NASA and the UK Space Agency have a history of international partnerships that have played a crucial role in advancing space exploration, scientific research, and technological innovation. This not only fosters collaboration and the exchange of knowledge, but also enables countries to pool their expertise and resources to achieve common goals. The international partnership between Mary and I, role models the way in which we can work together across the globe to increase capabilities, inspire the next generation and successfully deliver space projects and programmes.
The UK Space Agency and NASA have a partnership agreement for the Interstellar Mapping and Acceleration Probe (IMAP).
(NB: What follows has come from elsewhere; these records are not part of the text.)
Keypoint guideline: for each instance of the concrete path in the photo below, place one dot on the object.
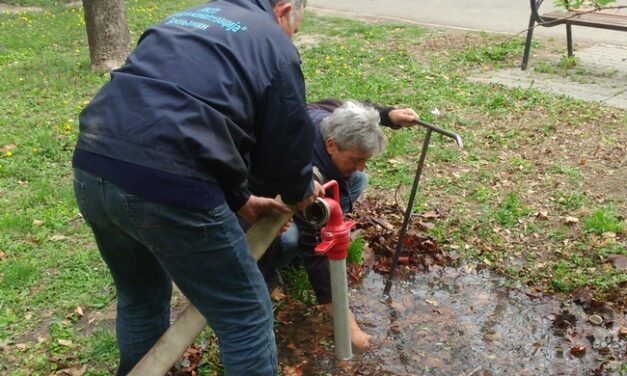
(502, 16)
(609, 87)
(600, 51)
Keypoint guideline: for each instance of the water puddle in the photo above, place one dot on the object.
(458, 322)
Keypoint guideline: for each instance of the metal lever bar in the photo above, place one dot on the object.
(423, 154)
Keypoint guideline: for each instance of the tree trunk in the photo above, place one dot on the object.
(107, 33)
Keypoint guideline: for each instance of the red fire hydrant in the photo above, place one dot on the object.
(335, 241)
(336, 234)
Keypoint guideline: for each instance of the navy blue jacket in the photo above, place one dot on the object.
(208, 96)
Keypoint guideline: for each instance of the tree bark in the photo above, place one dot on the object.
(107, 33)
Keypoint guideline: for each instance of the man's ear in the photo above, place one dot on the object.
(330, 145)
(282, 10)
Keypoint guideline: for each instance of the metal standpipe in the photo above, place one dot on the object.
(339, 296)
(335, 241)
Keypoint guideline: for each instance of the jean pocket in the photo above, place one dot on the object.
(79, 195)
(172, 230)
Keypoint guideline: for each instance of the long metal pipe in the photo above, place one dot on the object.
(191, 322)
(339, 297)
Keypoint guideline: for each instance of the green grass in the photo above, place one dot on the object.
(356, 251)
(516, 162)
(604, 220)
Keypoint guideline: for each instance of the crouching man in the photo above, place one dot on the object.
(346, 136)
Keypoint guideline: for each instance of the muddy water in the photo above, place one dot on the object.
(458, 322)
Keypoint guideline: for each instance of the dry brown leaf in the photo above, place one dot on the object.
(277, 294)
(6, 148)
(619, 261)
(571, 220)
(65, 342)
(73, 371)
(431, 302)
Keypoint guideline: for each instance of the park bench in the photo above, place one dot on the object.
(590, 18)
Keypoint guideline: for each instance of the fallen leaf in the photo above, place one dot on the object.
(65, 342)
(571, 220)
(277, 294)
(292, 346)
(73, 371)
(293, 371)
(6, 148)
(578, 351)
(430, 215)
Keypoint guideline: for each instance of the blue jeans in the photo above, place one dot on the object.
(147, 245)
(357, 184)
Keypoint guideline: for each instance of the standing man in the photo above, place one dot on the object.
(161, 168)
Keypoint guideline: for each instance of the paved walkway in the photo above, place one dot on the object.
(607, 61)
(599, 51)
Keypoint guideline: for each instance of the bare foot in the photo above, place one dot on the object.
(361, 340)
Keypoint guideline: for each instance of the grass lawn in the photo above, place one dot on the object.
(537, 194)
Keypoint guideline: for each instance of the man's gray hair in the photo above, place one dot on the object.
(354, 126)
(297, 6)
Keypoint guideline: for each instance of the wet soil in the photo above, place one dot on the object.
(458, 321)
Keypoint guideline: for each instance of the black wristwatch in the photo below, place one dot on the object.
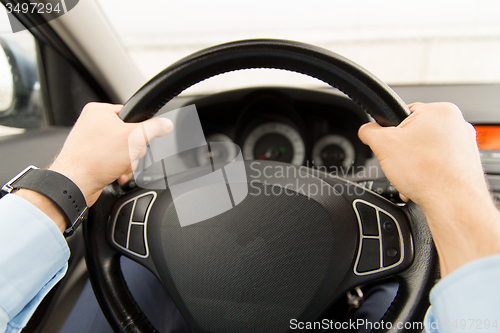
(56, 187)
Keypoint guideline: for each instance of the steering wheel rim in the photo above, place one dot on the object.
(374, 96)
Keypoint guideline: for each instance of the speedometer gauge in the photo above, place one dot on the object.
(333, 151)
(275, 141)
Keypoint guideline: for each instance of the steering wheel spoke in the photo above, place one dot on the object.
(385, 246)
(128, 226)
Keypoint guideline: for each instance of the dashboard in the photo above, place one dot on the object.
(300, 127)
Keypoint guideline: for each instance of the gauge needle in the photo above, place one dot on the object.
(265, 156)
(270, 153)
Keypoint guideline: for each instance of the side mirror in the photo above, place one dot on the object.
(19, 87)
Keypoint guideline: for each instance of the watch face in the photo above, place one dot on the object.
(56, 187)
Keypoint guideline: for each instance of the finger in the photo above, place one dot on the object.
(123, 179)
(414, 106)
(155, 127)
(369, 132)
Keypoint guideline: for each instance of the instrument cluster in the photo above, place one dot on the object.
(295, 126)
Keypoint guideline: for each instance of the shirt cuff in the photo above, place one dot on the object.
(34, 254)
(467, 299)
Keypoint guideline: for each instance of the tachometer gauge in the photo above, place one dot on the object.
(334, 151)
(275, 141)
(220, 153)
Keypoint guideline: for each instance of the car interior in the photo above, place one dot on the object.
(60, 64)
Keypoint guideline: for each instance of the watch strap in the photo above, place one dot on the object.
(56, 187)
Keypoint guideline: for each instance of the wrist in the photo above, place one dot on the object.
(76, 175)
(46, 206)
(464, 230)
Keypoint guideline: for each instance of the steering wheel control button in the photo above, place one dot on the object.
(122, 224)
(369, 260)
(368, 218)
(141, 206)
(136, 241)
(392, 252)
(379, 227)
(391, 243)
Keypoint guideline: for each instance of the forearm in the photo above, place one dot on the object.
(464, 229)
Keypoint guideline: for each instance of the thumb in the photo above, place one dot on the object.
(369, 133)
(155, 127)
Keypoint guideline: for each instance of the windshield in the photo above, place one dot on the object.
(402, 42)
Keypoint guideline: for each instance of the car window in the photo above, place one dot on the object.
(401, 42)
(21, 106)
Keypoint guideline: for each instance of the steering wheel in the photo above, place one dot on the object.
(272, 258)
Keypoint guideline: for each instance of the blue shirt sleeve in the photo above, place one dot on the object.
(33, 258)
(467, 300)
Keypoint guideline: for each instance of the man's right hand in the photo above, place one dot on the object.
(432, 158)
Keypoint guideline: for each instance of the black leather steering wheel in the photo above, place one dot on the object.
(293, 258)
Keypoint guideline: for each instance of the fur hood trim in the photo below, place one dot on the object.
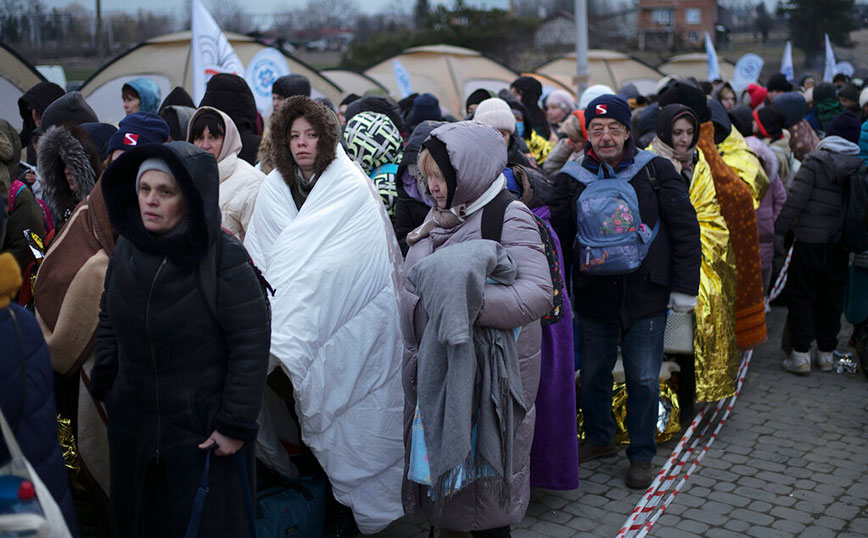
(66, 146)
(321, 120)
The agreement, signed in 2021, allows for Imperial College London to design and build one of IMAP’s 10 instruments — a magnetometer called MAG — as well as provide ground support and personnel necessary to support the instrument and IMAP science team. IMAP will observe and map the Sun’s heliosphere — the volume of space filled with particles streaming out from the Sun, known as the solar wind — and study how it interacts with the local galactic neighbourhood beyond. The boundary zone at the edge of the heliosphere offers protection from the harsher radiation of interstellar space; it may have played a role in creating a habitable solar system and is critical for safe human exploration of the Moon and Mars. The Astronomy Technology Centre in Edinburgh, here in the UK, also built one of the instruments on NASA’s James Webb Space Telescope, which is returning astonishing images of the early days of our universe. The production of the telescope generated technology not just for space science but is also being used by ophthalmologists here on Earth to guide laser eye surgery. Whichever way you look at it, there are remarkable things happening across projects and programmes in the space sector which make it a factory of innovation and discovery.
Whilst there are still many ‘hidden figures’ across the space sector, particularly in project and programme management, it's becoming a more diverse sector to work in. From Mary and I utilising our prowess and collaborative approach to lead the way in project and programme management across our respective space agencies, to NASA’s growing pool of talent, including Lara Kearney, Programme Manager of the Extravehicular Activity and Human Surface Mobility Programme, Amanda Mitskevich, Programme Manager for the Lauch Services Programme, and Catherine Bahm, Project Manager for Low Boom Flight Demonstrator. Rosemary Coogan recently became the UK’s third ever Astronaut, after Tim Peake and Helen Sharman, and Pam Melroy has been providing inspirational leadership at NASA for years from her time as an Astronaut and piloting the Space Shuttle to becoming NASA’s Deputy Administrator in 2021.
Women in all sectors around the globe continue to inspire and push boundaries to achieve what used to be the impossible. As Katherine Johnson, NASA’s ‘human computer’ providing pivotal calculations during the Mercury and Apollo missions, once said, “Women are capable of doing everything men are capable of doing.”